Tuesday 16 July 2013

Painting Shade

I picked up a brush for the first time this year today but before you all get excited* and head down to your local swish art gallery hoping to pick up a bargain I have to point out it wasn't canvas I was painting but glass.

It's not something that we've needed to worry about much in the last few years; I don't think we've had a decently bright summer since the greenhouse went up but after the last ten or twelve days of strong sunshine which is now predicted to continue for at least another ten days something had to be done. Just keeping up with the watering was hard work but the plants were getting stressed in the very high heat even with all the ventilation I could manage for them and that was leading to failure to set, dropped fruit and sunburn on the tender leaves of the curcubits.

You can buy a very good product the name of which completely escapes me but you mix it with water, apply it with a whitewash brush to the outside of the glass and once it's dried it resists quite heavy rain. At the end of the season you can remove it when it's dry by rubbing it off with a soft dry cloth. Not cheap but the industry standard.

Of course I didn't have any of that, couldn't even find a whitewash brush. No, I used some very dilute white acrylic paint and put it on the inside of the glass with a large round oil paint brush about 1cm in diameter. No, you shut up. I'm hoping it'll come off in time and if not, well the greenhouse isn't used much in the winter anyway.
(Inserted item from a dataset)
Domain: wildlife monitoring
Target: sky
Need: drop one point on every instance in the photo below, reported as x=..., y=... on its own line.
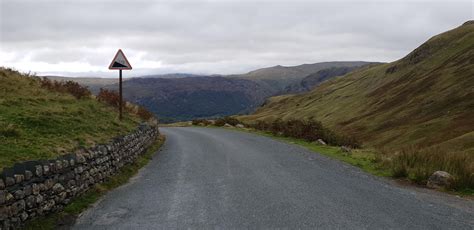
x=80, y=38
It really works, I think the temperature in the greenhouse dropped by 10 degrees just as I was applying the paint, going from 'can't stand another two minutes of this' to 'I'm o.k.' as soon as the coating was finished. Of course, you'll have me to blame now the heat wave is over.

whitewashed green

* if you're that keen I take commissions. A flat price but you take what you're given. Start your collection now.

1 comment:

Rhizowen said...

I've just done the same. I don't know about the plants, but the greenhouse is now just about habitable for 5 minutes - long enough to leap in, water like mad and get out.